In all this, Kadaga drew inspiration from the most celebrated example set by Britain’s William Lenthall in 1642, who defied an order from King Charles I to hand over five members of the House of Commons, saying he only took instruction from parliament: “I have neither eyes to see nor tongue to speak in this place but as the House is pleased to direct me.”
Therefore, with such examples of stellar performance, until last week, there was no doubt that Kadaga was in charge of the House.
In many ways, the speaker is to blame for the fracas that arose last week. Three MPs rose and said Minister Ronald Kibuule had entered the chambers with a gun.
The first MP, William Ngozhu, was rudely asked to sit down when he raised the issue. Medard Lubega Sseggona then requested that the speaker suspends the House for some minutes so that they can check the members for the gun.
Then MP Ssemujju Ibrahim Nganda told the speaker that she could even be assisted with camera footage to ascertain that Kibuule, indeed, had a gun. Ssemujju told the speaker that Kibuule had threatened to kill him that day.
Still, the speaker refused to do anything. It is from this point that members decided to take charge of their security by attempting to check Kibuule for the gun.
It is not clear why the speaker was protective of the minister at the expense of the dignity and safety of the House.
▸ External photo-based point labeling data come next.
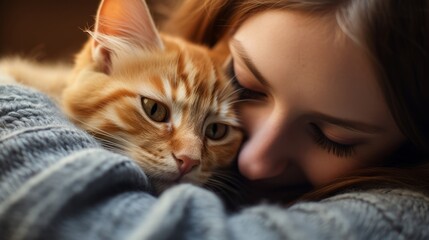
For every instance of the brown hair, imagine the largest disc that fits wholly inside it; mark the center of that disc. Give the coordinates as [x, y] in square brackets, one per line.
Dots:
[396, 36]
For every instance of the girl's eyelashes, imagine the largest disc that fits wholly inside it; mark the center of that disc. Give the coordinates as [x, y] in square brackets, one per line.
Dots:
[338, 149]
[245, 93]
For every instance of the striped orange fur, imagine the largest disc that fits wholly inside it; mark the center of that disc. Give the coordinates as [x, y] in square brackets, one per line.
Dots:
[127, 66]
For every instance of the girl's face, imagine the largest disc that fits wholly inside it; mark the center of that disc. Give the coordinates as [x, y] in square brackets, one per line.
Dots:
[313, 110]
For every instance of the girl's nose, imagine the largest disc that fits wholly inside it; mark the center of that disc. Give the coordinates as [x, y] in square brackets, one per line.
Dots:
[264, 155]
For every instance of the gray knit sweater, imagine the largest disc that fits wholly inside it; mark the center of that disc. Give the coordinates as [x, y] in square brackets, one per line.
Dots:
[56, 182]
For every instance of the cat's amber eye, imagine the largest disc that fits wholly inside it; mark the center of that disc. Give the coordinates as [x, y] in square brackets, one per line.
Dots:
[216, 131]
[155, 110]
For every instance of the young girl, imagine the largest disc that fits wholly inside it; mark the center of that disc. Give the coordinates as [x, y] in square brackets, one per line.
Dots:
[333, 87]
[333, 98]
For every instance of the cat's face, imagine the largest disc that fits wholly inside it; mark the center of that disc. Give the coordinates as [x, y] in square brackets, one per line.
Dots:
[171, 110]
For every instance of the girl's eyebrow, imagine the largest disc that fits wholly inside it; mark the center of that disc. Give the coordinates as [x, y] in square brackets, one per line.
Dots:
[236, 44]
[348, 124]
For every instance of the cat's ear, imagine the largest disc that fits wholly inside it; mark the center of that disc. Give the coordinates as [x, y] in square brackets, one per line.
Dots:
[122, 26]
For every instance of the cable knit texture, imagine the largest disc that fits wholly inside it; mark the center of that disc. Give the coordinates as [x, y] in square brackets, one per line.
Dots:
[56, 182]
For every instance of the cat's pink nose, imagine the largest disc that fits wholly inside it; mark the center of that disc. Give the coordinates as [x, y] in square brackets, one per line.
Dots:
[186, 164]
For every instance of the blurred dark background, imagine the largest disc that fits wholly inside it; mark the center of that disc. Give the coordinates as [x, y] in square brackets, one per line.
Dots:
[53, 29]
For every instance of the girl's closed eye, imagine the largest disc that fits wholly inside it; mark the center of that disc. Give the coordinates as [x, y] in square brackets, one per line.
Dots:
[245, 93]
[338, 149]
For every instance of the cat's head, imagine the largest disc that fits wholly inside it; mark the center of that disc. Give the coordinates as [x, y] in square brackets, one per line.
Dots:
[164, 102]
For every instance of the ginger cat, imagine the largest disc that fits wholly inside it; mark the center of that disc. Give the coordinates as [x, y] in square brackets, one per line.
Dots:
[162, 101]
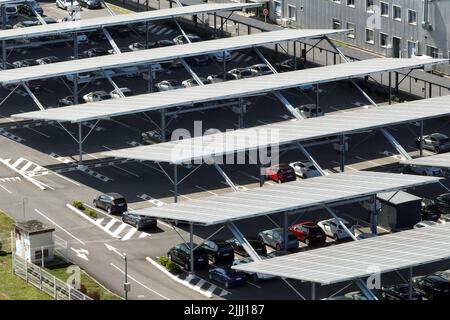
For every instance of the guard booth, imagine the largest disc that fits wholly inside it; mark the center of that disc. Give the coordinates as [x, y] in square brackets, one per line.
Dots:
[34, 241]
[398, 210]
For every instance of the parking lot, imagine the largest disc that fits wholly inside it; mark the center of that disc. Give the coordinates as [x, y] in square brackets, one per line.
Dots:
[48, 154]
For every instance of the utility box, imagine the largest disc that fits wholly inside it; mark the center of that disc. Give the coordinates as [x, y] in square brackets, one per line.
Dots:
[34, 241]
[398, 210]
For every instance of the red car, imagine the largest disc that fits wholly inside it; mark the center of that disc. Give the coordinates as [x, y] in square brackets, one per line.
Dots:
[281, 173]
[308, 232]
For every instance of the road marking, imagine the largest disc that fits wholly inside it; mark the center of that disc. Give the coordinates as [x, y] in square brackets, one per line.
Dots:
[38, 212]
[143, 285]
[5, 189]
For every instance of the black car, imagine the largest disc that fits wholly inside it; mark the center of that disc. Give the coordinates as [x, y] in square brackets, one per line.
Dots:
[25, 63]
[181, 254]
[433, 287]
[400, 292]
[443, 203]
[139, 221]
[111, 203]
[219, 250]
[289, 65]
[257, 245]
[96, 52]
[430, 210]
[154, 136]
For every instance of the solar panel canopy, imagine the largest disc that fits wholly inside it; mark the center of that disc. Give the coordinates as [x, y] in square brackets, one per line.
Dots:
[161, 54]
[224, 90]
[359, 259]
[439, 160]
[287, 196]
[120, 19]
[205, 148]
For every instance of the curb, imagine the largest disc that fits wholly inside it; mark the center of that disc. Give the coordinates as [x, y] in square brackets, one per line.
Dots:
[177, 279]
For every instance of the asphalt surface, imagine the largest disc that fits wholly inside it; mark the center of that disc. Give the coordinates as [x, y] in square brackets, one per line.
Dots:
[48, 152]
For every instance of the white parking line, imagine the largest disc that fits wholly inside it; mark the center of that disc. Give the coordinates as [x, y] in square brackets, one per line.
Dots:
[143, 285]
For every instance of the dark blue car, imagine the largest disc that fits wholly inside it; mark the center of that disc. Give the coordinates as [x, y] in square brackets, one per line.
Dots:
[227, 276]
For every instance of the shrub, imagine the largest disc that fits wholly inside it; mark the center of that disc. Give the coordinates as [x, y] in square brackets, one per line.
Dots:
[90, 212]
[172, 267]
[163, 260]
[78, 204]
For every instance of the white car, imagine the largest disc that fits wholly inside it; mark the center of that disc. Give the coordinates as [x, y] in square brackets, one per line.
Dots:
[310, 110]
[332, 228]
[219, 56]
[305, 169]
[426, 171]
[424, 224]
[65, 4]
[255, 276]
[96, 96]
[125, 91]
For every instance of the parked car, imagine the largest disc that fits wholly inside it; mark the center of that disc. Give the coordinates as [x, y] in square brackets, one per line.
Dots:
[424, 171]
[280, 173]
[310, 111]
[253, 275]
[433, 287]
[260, 69]
[333, 228]
[96, 96]
[289, 65]
[91, 4]
[116, 95]
[443, 202]
[111, 203]
[65, 4]
[430, 210]
[182, 40]
[192, 83]
[400, 292]
[436, 142]
[308, 232]
[167, 85]
[424, 224]
[229, 277]
[154, 136]
[138, 221]
[47, 60]
[242, 73]
[220, 77]
[26, 8]
[256, 244]
[181, 254]
[25, 63]
[219, 251]
[96, 52]
[275, 238]
[305, 169]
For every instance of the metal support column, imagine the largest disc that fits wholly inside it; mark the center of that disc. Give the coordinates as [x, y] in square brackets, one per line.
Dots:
[175, 183]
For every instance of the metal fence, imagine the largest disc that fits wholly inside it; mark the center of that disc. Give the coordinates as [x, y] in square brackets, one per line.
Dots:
[45, 281]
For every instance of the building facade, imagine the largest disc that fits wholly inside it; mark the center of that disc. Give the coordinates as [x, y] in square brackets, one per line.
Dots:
[393, 28]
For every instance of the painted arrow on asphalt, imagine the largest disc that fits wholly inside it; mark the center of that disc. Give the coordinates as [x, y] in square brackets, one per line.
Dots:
[81, 253]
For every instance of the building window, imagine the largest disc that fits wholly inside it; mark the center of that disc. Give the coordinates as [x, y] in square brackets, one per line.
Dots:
[384, 8]
[336, 24]
[384, 40]
[369, 36]
[292, 12]
[432, 52]
[351, 33]
[397, 13]
[412, 17]
[277, 8]
[369, 6]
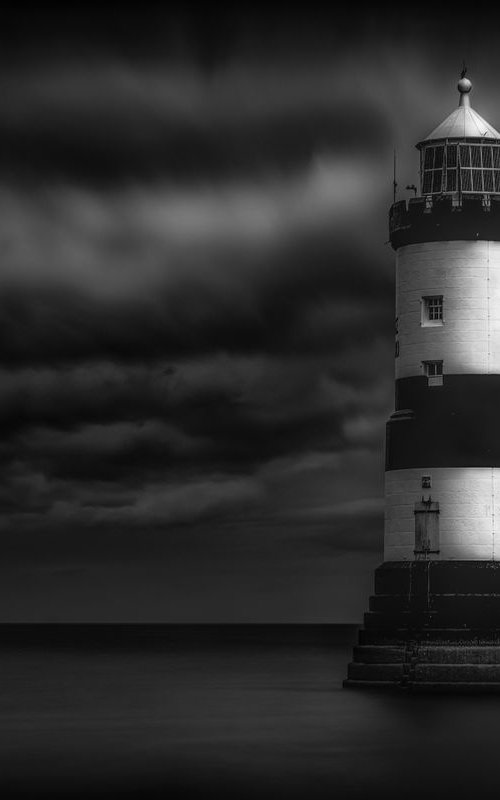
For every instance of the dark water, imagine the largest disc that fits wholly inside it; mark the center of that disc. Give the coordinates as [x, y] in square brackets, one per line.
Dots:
[234, 712]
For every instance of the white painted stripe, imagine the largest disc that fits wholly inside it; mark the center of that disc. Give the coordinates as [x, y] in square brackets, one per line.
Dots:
[467, 274]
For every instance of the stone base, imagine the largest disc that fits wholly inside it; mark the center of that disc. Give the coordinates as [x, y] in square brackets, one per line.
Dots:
[433, 626]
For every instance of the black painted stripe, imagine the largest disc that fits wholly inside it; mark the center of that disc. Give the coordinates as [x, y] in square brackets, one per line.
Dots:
[454, 425]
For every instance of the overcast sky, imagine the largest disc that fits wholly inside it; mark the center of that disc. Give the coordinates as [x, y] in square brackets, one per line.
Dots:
[196, 301]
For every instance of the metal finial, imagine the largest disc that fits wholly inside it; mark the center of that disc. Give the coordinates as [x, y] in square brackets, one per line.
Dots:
[464, 86]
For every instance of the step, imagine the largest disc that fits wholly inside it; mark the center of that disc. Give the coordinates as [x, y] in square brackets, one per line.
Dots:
[375, 672]
[382, 685]
[458, 687]
[456, 673]
[378, 654]
[464, 654]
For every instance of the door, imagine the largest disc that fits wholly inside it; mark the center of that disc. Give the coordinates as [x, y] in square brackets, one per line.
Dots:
[426, 528]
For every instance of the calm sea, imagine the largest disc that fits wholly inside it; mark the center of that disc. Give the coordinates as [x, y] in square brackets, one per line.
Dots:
[225, 711]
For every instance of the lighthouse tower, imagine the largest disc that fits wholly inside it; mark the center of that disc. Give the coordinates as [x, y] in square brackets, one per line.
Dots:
[434, 620]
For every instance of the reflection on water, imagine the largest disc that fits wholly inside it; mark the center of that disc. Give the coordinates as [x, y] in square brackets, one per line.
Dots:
[243, 713]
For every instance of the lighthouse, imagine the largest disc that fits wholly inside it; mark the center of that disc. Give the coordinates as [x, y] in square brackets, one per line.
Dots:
[433, 622]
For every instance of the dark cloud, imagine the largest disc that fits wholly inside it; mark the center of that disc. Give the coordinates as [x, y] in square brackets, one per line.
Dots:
[196, 296]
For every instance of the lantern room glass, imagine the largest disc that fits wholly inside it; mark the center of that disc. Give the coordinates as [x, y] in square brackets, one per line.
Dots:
[472, 168]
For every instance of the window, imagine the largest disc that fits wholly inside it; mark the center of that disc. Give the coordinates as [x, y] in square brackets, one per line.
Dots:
[432, 310]
[434, 372]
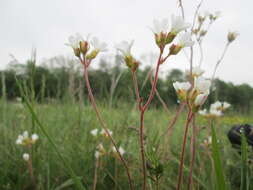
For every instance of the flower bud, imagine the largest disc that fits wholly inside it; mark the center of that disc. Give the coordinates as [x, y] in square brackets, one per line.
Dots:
[93, 54]
[170, 37]
[84, 47]
[202, 32]
[77, 52]
[232, 36]
[174, 49]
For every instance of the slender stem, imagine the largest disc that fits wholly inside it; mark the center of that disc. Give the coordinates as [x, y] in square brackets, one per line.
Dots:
[30, 169]
[173, 121]
[152, 93]
[219, 61]
[182, 8]
[180, 173]
[95, 174]
[193, 152]
[137, 93]
[93, 102]
[141, 139]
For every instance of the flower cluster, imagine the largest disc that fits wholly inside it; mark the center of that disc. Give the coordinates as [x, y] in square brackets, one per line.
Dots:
[101, 150]
[216, 109]
[194, 94]
[81, 47]
[25, 140]
[124, 48]
[164, 36]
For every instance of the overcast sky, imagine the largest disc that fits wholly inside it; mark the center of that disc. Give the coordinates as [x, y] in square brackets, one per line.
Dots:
[46, 25]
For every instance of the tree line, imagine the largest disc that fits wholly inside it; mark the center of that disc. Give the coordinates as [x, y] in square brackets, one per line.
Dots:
[61, 79]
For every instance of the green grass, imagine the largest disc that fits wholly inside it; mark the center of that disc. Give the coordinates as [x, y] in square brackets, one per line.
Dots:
[69, 126]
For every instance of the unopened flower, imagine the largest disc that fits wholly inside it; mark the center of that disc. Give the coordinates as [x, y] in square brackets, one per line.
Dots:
[232, 36]
[215, 112]
[74, 41]
[226, 105]
[184, 41]
[104, 133]
[98, 45]
[214, 16]
[203, 112]
[25, 140]
[202, 85]
[94, 132]
[26, 156]
[121, 150]
[178, 24]
[200, 99]
[160, 26]
[97, 154]
[124, 47]
[182, 89]
[208, 141]
[34, 137]
[196, 72]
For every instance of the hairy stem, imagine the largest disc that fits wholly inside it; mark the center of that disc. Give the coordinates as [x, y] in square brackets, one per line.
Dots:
[193, 152]
[180, 173]
[95, 174]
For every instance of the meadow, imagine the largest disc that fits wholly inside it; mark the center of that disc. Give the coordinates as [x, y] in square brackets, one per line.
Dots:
[70, 125]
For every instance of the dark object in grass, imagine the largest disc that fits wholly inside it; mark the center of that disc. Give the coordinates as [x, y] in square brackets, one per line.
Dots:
[234, 135]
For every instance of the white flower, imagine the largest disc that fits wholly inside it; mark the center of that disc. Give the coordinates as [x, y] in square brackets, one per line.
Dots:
[208, 141]
[185, 40]
[124, 47]
[232, 36]
[25, 134]
[35, 137]
[103, 132]
[97, 154]
[184, 86]
[19, 140]
[94, 132]
[200, 99]
[203, 112]
[217, 14]
[74, 41]
[121, 150]
[160, 26]
[26, 156]
[226, 105]
[178, 24]
[202, 85]
[216, 112]
[100, 46]
[216, 106]
[196, 72]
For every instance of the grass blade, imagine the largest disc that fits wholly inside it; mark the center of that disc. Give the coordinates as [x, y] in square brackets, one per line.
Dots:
[50, 140]
[221, 184]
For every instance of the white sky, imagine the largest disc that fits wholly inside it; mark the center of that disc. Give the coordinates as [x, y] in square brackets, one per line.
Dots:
[47, 24]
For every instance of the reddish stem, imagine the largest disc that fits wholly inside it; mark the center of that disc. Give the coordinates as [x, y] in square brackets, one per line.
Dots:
[193, 153]
[180, 174]
[137, 93]
[93, 102]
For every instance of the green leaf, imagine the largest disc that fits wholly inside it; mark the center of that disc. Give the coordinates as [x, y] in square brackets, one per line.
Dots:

A melee ensued and, in seconds, chairs and other items were flying.
The speaker also could have saved the subsequent fracas if she had found that some members’ conduct deserved punishment such as suspension from the sitting.
She should have meted out this punishment on that day (Tuesday) according to the rules, and not carry forward her action to the following day. It appears the speaker knew that the affected MPs would defy her orders to withdraw from the chambers.
Before the Wednesday sitting began, plainclothes security operatives were seen accessing the parliamentary building from the president’s office side. They would later come in handy after the speaker suspended 25 legislators and ordered their immediate eviction from the House.
The inspector general of police, Gen Kale Kayihura, chest-thumped in the aftermath of the events that he had planned the invasion of parliament. It appears the orders were to manhandle all opposition MPs, whether they were suspended or not.
Otherwise, what explains that Nabilah Naggayi, Matthias Mpuuga, Ssemujju and many others who had not been suspended were brutally thrown out by these very security operatives? It appears the orders were to harass and brutalize all those who were opposed to the bill on lifting the presidential age limit. It was not about restoring order in the House.
In an interview published by Saturday Vision of September 30, 2017, Kadaga denies deploying SFC operatives, or even having knowledge of their presence. She says the Sergeant at Arms sought assistance from them (this contradicts Kayihura’s utterances).
But then in the same interview, Kadaga asks: “So, if there is danger to parliament, we should leave it? We should allow people to be killed? Parliament to be burnt? People to approach and overrun parliament…” This is a contradictory stand.
If the intention was to ensure safety and security of the House, then the speaker should have suspended the House on Tuesday when members complained about the minister who possessed a gun. Kadaga needs to pick Lenthall’s approach.
She is a servant of the MPs, and she does not have to fuse the interests of the executive with those of the legislature. It is difficult to serve two masters equally and comfortably at the same time.
The author is a former parliamentary reporter.